You need the right documentation or the person can appeal and say he is competent. Basically, that requires the person to be on disability. Yet I'm on disability and do not have a guardian. In fact, I am Sonic's guardian. It's not cut and dried. Since your son is not done with high school yet that could really help you, but you'd better start collecting information from professionals who agree he is incompetent of making his own decisions. That doesn't mean he won't take his medication. Many competent people refuse, for whatever reason, to take medication. It means they are incapacitated and probably will be for the long term. I read that extreme addicts CAN sometimes have parental guardianship, however, as COM said, hard to force an addict to do what you say. You are just responsible for what he does, which in my opinion is not a good thing. And if Sonic decided he wasn't going to listen to me, they wouldn't throw him in jail. It would be more like he'd be fighting with me like a typical teen, although he has never been like one.

I think guardianship works the best if it is because your child can not make decisions for himself and if the adult child is compliant. I can't imagine having guardianship over an adult child who refused to do what I told him to do. Ay, the headache is coming just thinking about it.

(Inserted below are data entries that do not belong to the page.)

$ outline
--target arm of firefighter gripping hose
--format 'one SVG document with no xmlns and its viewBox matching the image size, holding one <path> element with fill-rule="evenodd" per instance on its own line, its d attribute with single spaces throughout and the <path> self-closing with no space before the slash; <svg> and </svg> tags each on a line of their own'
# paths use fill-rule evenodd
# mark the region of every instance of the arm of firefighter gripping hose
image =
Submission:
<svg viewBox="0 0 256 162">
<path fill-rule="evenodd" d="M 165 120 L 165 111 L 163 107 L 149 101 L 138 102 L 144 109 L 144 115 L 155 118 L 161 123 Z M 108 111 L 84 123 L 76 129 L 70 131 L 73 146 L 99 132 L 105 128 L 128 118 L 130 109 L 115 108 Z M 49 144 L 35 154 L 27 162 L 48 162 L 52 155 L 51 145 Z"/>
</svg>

COM is right about how we over-value individual rights in this country. I don't see it as easy for most people to gain guardianship over their grown adult children or more would do it. There are a lot of parents out there who want to control their kids even as adults, regardless of whether or not they can do it themselves. We are country that thinks psychotic individuals have the right not to get psychiatric care and that we can't force twelve year olds, in some states, to take medication. Have your lawyer spell out exactly what your role would be.

Good luck.
 

TerryJ2

Well-Known Member
Well, there are different kinds of custodianships, I guess. When I got custody of my elderly cousin, the things that spoke the loudest were the psychiatric evaluation, and her age. with- difficult child, his psychiatric evaluation would not be as extreme, especially since he is mainstreamed in school.
I totally agree with-the right of the individual. However, our country is also a country of law, and our lawyers are out of control. One false move from difficult child and we can lose everything we have.